The safety and scientific validity of this study is the responsibility of the study sponsor and investigators. Listing a study does not mean it has been evaluated by the U.S. Federal Government. Read our disclaimer for details. Identifier: NCT03050424
Recruitment Status : Unknown
Verified May 2017 by Royal Brompton & Harefield NHS Foundation Trust.
Recruitment status was:  Recruiting
First Posted : February 10, 2017
Last Update Posted : May 12, 2017
Information provided by (Responsible Party):
Royal Brompton & Harefield NHS Foundation Trust

Brief Summary:
This phase II single centre, double blind, placebo-controlled, randomised trial aims to test the hypothesis that intravenous iron improves exercise performance in Chronic Obstructive Pulmonary Disease (COPD) as measured by constant rate cycle ergometry.

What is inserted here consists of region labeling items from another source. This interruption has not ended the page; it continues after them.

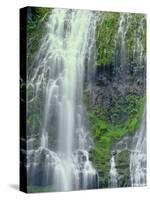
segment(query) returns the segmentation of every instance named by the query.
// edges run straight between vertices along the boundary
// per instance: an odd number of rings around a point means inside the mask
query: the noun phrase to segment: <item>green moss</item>
[[[128,26],[125,35],[125,46],[127,52],[127,63],[131,63],[131,61],[137,62],[136,51],[139,45],[137,38],[141,41],[144,48],[144,54],[146,54],[146,18],[144,14],[128,14],[128,16],[130,20],[127,21],[126,19]],[[140,23],[142,20],[143,30],[140,29]],[[118,38],[119,23],[120,13],[111,12],[102,13],[97,22],[97,64],[100,66],[115,64],[115,54],[118,51],[118,45],[120,45]]]
[[[86,105],[95,143],[94,149],[91,150],[91,158],[95,168],[103,172],[100,176],[103,186],[107,186],[108,183],[112,144],[125,135],[135,133],[144,111],[145,96],[137,97],[130,94],[127,96],[127,105],[125,112],[128,113],[128,118],[124,123],[115,124],[108,120],[106,110],[98,106],[89,108]]]
[[[27,64],[30,67],[39,48],[41,38],[45,33],[45,23],[50,15],[51,8],[31,8],[32,19],[27,21]]]
[[[115,35],[119,26],[119,13],[104,13],[97,22],[96,44],[98,65],[111,64],[115,51]]]

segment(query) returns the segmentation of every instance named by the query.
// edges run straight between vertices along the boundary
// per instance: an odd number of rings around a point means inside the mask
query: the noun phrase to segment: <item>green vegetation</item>
[[[127,106],[124,112],[128,117],[124,123],[119,121],[112,123],[109,119],[110,112],[104,110],[104,108],[101,109],[99,106],[89,108],[86,104],[95,143],[95,148],[90,152],[91,158],[97,170],[103,172],[103,176],[101,176],[103,186],[107,186],[108,183],[112,145],[123,136],[135,133],[144,111],[145,96],[128,95],[126,99]],[[121,107],[119,110],[118,107],[114,106],[112,110],[113,112],[116,111],[117,118],[122,112]]]
[[[109,65],[114,64],[116,51],[120,48],[120,38],[118,37],[118,28],[120,22],[120,13],[103,13],[97,22],[96,29],[96,46],[97,46],[97,64]],[[129,17],[129,18],[128,18]],[[131,20],[130,20],[131,19]],[[143,21],[142,21],[143,20]],[[143,31],[139,31],[140,23],[143,22]],[[129,63],[135,61],[136,55],[133,54],[137,50],[139,41],[142,42],[144,53],[146,53],[146,19],[144,14],[126,14],[126,25],[128,30],[125,35],[125,43],[127,48],[127,60]],[[118,46],[119,45],[119,46]]]
[[[29,9],[29,8],[28,8]],[[28,67],[33,62],[39,48],[42,35],[45,33],[45,23],[52,9],[31,8],[31,19],[27,20],[27,61]]]
[[[115,36],[118,31],[120,13],[106,12],[97,23],[97,63],[111,64],[115,52]]]

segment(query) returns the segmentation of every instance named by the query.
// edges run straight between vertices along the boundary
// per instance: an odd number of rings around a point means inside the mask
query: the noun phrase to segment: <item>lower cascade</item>
[[[146,185],[146,114],[132,141],[130,154],[131,186]]]
[[[36,96],[41,88],[44,91],[40,146],[34,149],[34,136],[27,141],[29,185],[52,185],[54,191],[98,187],[98,175],[89,160],[92,141],[82,103],[84,63],[95,42],[91,37],[95,23],[92,11],[53,9],[49,17],[28,81]],[[51,130],[55,145],[50,142]]]
[[[115,163],[115,157],[114,155],[111,158],[110,161],[110,187],[117,187],[117,178],[118,178],[118,173],[117,173],[117,169],[116,169],[116,163]]]
[[[125,155],[121,158],[120,155]],[[120,158],[119,158],[120,157]],[[120,159],[116,166],[115,159]],[[125,159],[125,160],[124,160]],[[120,173],[117,172],[117,168]],[[127,174],[125,186],[146,185],[146,113],[142,117],[141,125],[133,136],[125,136],[112,151],[110,161],[110,187],[122,186],[118,180]],[[120,181],[121,182],[121,181]]]
[[[22,190],[145,186],[146,15],[34,7],[25,15]]]

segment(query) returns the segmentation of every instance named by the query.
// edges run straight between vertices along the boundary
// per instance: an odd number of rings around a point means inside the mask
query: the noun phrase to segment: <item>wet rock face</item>
[[[130,159],[128,150],[123,150],[116,154],[116,169],[118,172],[118,187],[130,186]]]

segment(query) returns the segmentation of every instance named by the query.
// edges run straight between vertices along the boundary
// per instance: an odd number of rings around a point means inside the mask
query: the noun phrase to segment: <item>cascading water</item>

Condition or disease Intervention/treatment Phase
Chronic Obstructive Pulmonary Disease Drug: Ferric Carboxymaltose Drug: Sodium Chloride 0.9% Phase 2

Detailed Description:

Iron deficiency (ID) is one of the most common nutritional deficiencies affecting humans. Chronic diseases, including COPD, are commonly complicated by iron deficiency anaemia (IDA). It has been well documented that there is an association between both ID and anaemia and reduced exercise capacity. It has been postulated that addressing this ID may be a novel approach to improve exercise capacity and quality of life.

The ECLIPSE cohort found that the prevalence of anaemia in patients with COPD is 19% and is associated with functional limitation and poor outcomes; similarly Nickol et al (2015) found ID to be prevalent in 17.7% of patients with COPD.

Barberan-Garcia et al (2015) evaluated the relationship between Non-anaemic iron deficiency (NAID) and aerobic capacity in seventy COPD patients before and after an 8 week high intensity endurance exercise training programme. Endurance time was assessed as endurance time during constant work rate exercise testing at 80% of oxygen consumption (VO2) peak. At baseline it was noted that the NAID group in comparison to the normal iron status group had a lower exercise tolerance of approximately 90 seconds, which is close to normally reported minimal clinical important difference (MCID's) for this test, P=0.007. After adjusting for confounding variables with a multiple regression analysis it was shown that training induced increase in aerobic exercise capacity was only found in the normal iron status group, with the effect of training on exercise tolerance being lower in the NAID (P=0.041).

Exercise capacity in COPD is strongly linked to outcome measures and mortality. The benefit of correcting NAID in COPD subjects would be to achieve an increase in exercise endurance and thus an improvement in Quality of Life (QoL). Currently there is no standard treatment for NAID in COPD, so this pilot, randomised, double-blind, placebo-controlled trial will attempt to answer this question.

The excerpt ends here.